I have $N$ samples for the time a (same) person runs a distance $d$, this was measured by hand (i.e. the time has an error). And the person does not perform equally on each measurement.
What would be the conceptual difference of $\bar{v}$ and $\hat{v}$:
$$\bar{v} = \frac{1}{N}\sum_{i=1}^N \frac{d}{t_i}$$
versus doing:
$$ \bar{t} =\frac{1}{N}\sum_{i=1}^N {t_i} \rightarrow \hat{v} = \frac{d}{\bar{t}}$$
I was asked for the average speed of the person to run a distance $d$, and for that they asked me for $N$ samples. However it is not clear to me what should be the metric I am supposed to use. I guess the first one is the expected value of the velocity of the person, and the later the average velocity of the $N$ experiments. I am really confused on which one I am supposed to use.

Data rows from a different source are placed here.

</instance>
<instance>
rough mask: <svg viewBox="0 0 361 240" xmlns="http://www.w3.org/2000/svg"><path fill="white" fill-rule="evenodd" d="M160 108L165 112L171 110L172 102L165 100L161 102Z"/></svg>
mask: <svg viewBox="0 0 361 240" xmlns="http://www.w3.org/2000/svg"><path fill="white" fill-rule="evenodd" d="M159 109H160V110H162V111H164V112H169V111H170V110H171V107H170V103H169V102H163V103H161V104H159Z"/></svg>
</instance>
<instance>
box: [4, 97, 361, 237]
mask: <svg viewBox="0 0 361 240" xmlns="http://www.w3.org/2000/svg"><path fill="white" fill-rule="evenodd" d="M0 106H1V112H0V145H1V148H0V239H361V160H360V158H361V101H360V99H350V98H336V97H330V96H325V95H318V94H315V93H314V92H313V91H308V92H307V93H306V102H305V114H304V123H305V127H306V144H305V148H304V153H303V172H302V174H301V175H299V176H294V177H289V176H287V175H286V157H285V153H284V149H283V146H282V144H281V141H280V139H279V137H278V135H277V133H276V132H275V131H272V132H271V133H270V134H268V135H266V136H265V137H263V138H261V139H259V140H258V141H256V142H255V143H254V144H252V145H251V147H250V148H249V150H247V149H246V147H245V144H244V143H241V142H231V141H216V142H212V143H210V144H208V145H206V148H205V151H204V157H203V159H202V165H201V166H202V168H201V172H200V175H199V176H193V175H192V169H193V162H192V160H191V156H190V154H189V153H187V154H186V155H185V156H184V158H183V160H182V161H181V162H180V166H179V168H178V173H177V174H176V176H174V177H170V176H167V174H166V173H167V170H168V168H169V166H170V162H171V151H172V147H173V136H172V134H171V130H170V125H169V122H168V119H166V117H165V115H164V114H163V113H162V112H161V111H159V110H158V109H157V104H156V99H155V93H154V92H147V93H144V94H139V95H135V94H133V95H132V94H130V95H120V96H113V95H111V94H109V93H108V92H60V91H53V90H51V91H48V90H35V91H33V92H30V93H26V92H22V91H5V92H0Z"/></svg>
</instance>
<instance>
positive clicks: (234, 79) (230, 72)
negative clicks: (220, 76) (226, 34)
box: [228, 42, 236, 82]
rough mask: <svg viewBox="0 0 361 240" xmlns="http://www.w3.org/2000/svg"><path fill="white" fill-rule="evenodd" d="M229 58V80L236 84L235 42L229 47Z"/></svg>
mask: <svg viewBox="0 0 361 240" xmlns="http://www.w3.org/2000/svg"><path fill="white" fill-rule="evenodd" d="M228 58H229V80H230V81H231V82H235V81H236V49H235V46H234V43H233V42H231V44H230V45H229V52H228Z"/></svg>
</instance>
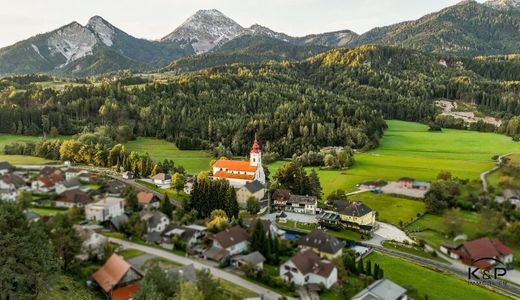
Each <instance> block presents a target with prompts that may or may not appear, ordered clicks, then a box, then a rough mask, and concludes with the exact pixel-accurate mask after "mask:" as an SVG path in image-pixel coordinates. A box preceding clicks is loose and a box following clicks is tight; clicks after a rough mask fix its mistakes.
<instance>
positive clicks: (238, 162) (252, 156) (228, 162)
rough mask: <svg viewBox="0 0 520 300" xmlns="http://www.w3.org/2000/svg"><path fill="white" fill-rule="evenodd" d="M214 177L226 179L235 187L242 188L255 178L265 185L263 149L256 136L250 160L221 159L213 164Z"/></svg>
mask: <svg viewBox="0 0 520 300" xmlns="http://www.w3.org/2000/svg"><path fill="white" fill-rule="evenodd" d="M213 179H225V180H227V181H229V184H231V185H232V186H233V187H235V188H241V187H243V186H244V185H246V184H247V183H249V182H252V181H255V180H258V181H259V182H260V183H262V184H263V185H265V173H264V168H263V167H262V151H261V150H260V145H259V144H258V141H257V140H256V136H255V140H254V142H253V146H252V147H251V153H250V155H249V161H239V160H230V159H219V160H217V162H215V164H214V165H213Z"/></svg>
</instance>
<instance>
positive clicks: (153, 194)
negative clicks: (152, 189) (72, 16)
mask: <svg viewBox="0 0 520 300" xmlns="http://www.w3.org/2000/svg"><path fill="white" fill-rule="evenodd" d="M154 199H155V200H158V199H157V197H155V195H154V193H148V192H139V193H137V202H139V204H150V203H152V202H153V200H154Z"/></svg>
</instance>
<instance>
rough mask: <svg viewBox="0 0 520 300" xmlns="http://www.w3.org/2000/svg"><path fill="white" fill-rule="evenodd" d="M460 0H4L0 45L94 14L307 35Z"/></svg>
mask: <svg viewBox="0 0 520 300" xmlns="http://www.w3.org/2000/svg"><path fill="white" fill-rule="evenodd" d="M5 2H10V3H5ZM457 2H460V0H321V1H320V0H262V1H256V0H254V1H253V0H242V1H240V0H218V1H217V0H188V1H186V0H185V1H179V0H148V1H142V0H141V1H140V0H125V1H122V0H114V1H110V0H89V1H73V0H72V1H71V0H46V1H42V0H17V1H16V3H15V1H13V0H0V3H1V6H0V7H1V10H0V47H5V46H8V45H11V44H13V43H15V42H17V41H20V40H24V39H27V38H29V37H31V36H34V35H36V34H39V33H44V32H48V31H52V30H54V29H57V28H59V27H61V26H63V25H66V24H68V23H70V22H72V21H77V22H79V23H81V24H83V25H85V24H86V23H87V21H88V19H89V18H90V17H92V16H94V15H100V16H102V17H103V18H105V19H106V20H107V21H109V22H110V23H112V24H113V25H114V26H116V27H118V28H120V29H122V30H123V31H125V32H127V33H128V34H130V35H133V36H135V37H139V38H146V39H151V40H155V39H159V38H161V37H163V36H165V35H167V34H168V33H170V32H171V31H173V30H174V29H175V28H176V27H177V26H179V25H180V24H181V23H182V22H184V21H185V20H186V19H187V18H188V17H189V16H191V15H192V14H194V13H195V12H196V11H197V10H199V9H212V8H215V9H218V10H220V11H221V12H223V13H224V14H225V15H227V16H228V17H230V18H231V19H233V20H235V21H236V22H238V23H239V24H240V25H242V26H244V27H249V26H251V25H252V24H255V23H257V24H261V25H263V26H267V27H269V28H271V29H273V30H275V31H279V32H284V33H286V34H289V35H292V36H303V35H306V34H311V33H322V32H327V31H335V30H342V29H350V30H353V31H355V32H357V33H363V32H366V31H368V30H370V29H372V28H374V27H379V26H386V25H390V24H394V23H397V22H401V21H407V20H414V19H417V18H420V17H421V16H423V15H425V14H428V13H431V12H434V11H438V10H440V9H442V8H444V7H447V6H450V5H453V4H456V3H457ZM479 2H483V1H482V0H480V1H479Z"/></svg>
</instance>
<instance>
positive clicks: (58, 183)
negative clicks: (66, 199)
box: [55, 179, 81, 194]
mask: <svg viewBox="0 0 520 300" xmlns="http://www.w3.org/2000/svg"><path fill="white" fill-rule="evenodd" d="M79 188H81V183H80V182H79V181H78V180H77V179H70V180H67V181H63V182H60V183H58V184H56V186H55V189H56V193H57V194H61V193H63V192H66V191H71V190H76V189H79Z"/></svg>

Let's plug in some numbers. Let $d=10$ meters. If you have two samples, one of $1$ sec and one of $2$ sec, the runner did $10$ m/s once and $5$ m/s once. If you average the speeds you get $7.5$ m/s. If you average the times and get $1.5$ sec, the speed will be $6\frac 23$ m/s. Which do you want? If the times are close it won't matter.